Matt Reynolds: In terms of the circular economy and recycling, we've talked about a circumstance where the contents of a can are consumed, the can is recycled by the consumer, and then that same material is back on your lines within two weeks. That doesn't happen here, correct?

Ken VonderHaar: No, that's correct. So once the consumer recycles the can, it'll go back to the smelter. And the turnaround time with these operators is very short, or can be very short, to the point where they can turn it into a coil and just a matter of days, and get that coil back to us. And if we make a can in our can plant down in Arnold, 30 miles south here of St. Louis, we will typically fill it within a day of it being made and then it'll be on the market within a couple of days after that. So it can be a very quick turnaround time. Obviously it depends on the aluminum supplier and when he wants to try to put recycled product into his work stream there. But but it can be a very quick turnaround and it's infinitely reusable.

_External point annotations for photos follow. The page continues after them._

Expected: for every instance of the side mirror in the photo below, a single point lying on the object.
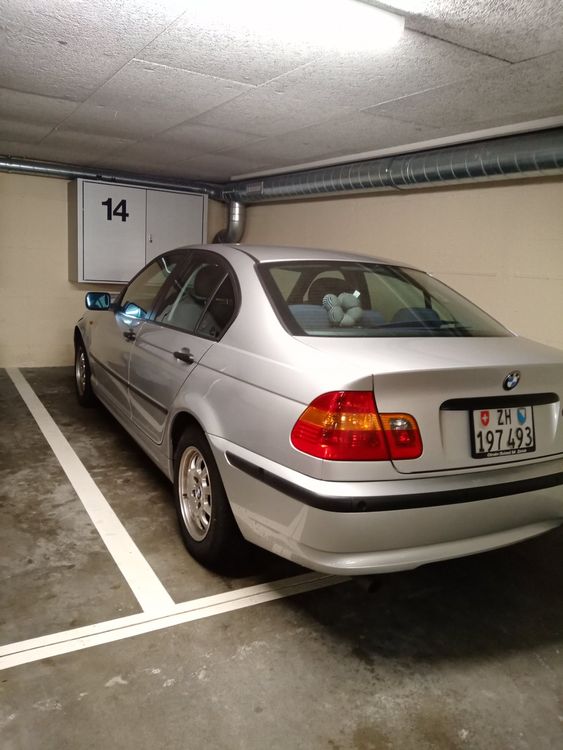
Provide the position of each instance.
(98, 300)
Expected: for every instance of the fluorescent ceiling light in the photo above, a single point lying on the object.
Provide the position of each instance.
(338, 26)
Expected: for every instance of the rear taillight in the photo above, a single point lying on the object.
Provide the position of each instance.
(402, 435)
(345, 426)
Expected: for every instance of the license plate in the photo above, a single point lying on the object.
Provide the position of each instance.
(502, 432)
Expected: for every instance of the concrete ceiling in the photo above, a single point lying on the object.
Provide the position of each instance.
(196, 89)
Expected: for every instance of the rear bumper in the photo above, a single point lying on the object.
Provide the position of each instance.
(371, 527)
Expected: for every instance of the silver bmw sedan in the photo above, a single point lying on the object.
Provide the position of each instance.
(350, 414)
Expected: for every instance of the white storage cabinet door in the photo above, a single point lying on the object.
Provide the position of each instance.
(113, 231)
(173, 220)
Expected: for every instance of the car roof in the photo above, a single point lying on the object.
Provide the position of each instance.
(271, 253)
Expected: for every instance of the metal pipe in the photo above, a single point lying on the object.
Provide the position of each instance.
(70, 172)
(235, 225)
(530, 155)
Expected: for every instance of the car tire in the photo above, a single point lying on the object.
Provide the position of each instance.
(82, 376)
(207, 524)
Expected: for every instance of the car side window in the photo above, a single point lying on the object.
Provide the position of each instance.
(201, 301)
(139, 297)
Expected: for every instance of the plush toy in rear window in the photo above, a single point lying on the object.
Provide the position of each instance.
(344, 310)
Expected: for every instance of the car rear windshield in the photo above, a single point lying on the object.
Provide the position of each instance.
(340, 298)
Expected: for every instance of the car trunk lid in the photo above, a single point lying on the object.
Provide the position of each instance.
(455, 390)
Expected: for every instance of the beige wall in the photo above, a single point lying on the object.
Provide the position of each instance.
(38, 305)
(499, 244)
(502, 245)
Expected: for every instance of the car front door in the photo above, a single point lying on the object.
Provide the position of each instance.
(115, 331)
(192, 314)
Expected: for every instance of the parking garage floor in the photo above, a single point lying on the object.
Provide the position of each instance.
(111, 636)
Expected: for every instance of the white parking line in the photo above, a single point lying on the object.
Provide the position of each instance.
(34, 649)
(147, 588)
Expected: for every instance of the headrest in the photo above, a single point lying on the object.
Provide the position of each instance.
(321, 287)
(206, 281)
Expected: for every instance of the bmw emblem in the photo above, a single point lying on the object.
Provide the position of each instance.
(511, 380)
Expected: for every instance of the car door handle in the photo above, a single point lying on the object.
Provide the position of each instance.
(185, 356)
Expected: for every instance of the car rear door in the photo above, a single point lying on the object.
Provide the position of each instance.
(193, 313)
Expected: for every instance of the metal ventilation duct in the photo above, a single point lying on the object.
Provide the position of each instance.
(236, 223)
(71, 171)
(529, 155)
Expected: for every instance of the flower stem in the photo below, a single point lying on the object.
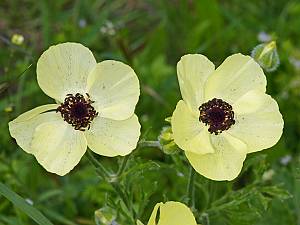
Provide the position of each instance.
(99, 167)
(123, 165)
(154, 144)
(191, 188)
(102, 172)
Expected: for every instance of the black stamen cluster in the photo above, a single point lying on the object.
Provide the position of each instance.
(77, 111)
(217, 114)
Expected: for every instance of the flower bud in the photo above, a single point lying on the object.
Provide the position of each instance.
(266, 56)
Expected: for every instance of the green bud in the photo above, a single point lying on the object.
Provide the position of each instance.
(267, 56)
(105, 216)
(166, 141)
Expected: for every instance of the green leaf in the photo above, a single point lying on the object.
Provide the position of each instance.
(20, 203)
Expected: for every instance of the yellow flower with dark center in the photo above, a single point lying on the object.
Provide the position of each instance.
(224, 115)
(95, 108)
(171, 213)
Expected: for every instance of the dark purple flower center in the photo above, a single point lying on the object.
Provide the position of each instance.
(217, 114)
(77, 111)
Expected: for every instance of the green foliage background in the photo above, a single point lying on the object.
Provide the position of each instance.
(151, 36)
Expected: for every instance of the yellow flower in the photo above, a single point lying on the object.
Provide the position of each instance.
(224, 115)
(95, 108)
(171, 213)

Matt Reynolds: What's the next big thing coming from Budweiser on the packaging front?

Ken VonderHaar: I wish I knew. We have the aluminum bottle, which was a nice innovative package. It's it sells a lot. It's not high volume seller. We have a lot of new innovation and it's been primarily around the package and the flexibility around the different types of packages. So you will see us introducing here in the next say year or so, a completely new package for a machine that was developed in house by A B, that will be introduced into the market for some secondary packaging for bottles.

Matt Reynolds: As you can see, there's been a lot going on in the beer industry when it comes to packaging. That's all the time we have for this Take Five.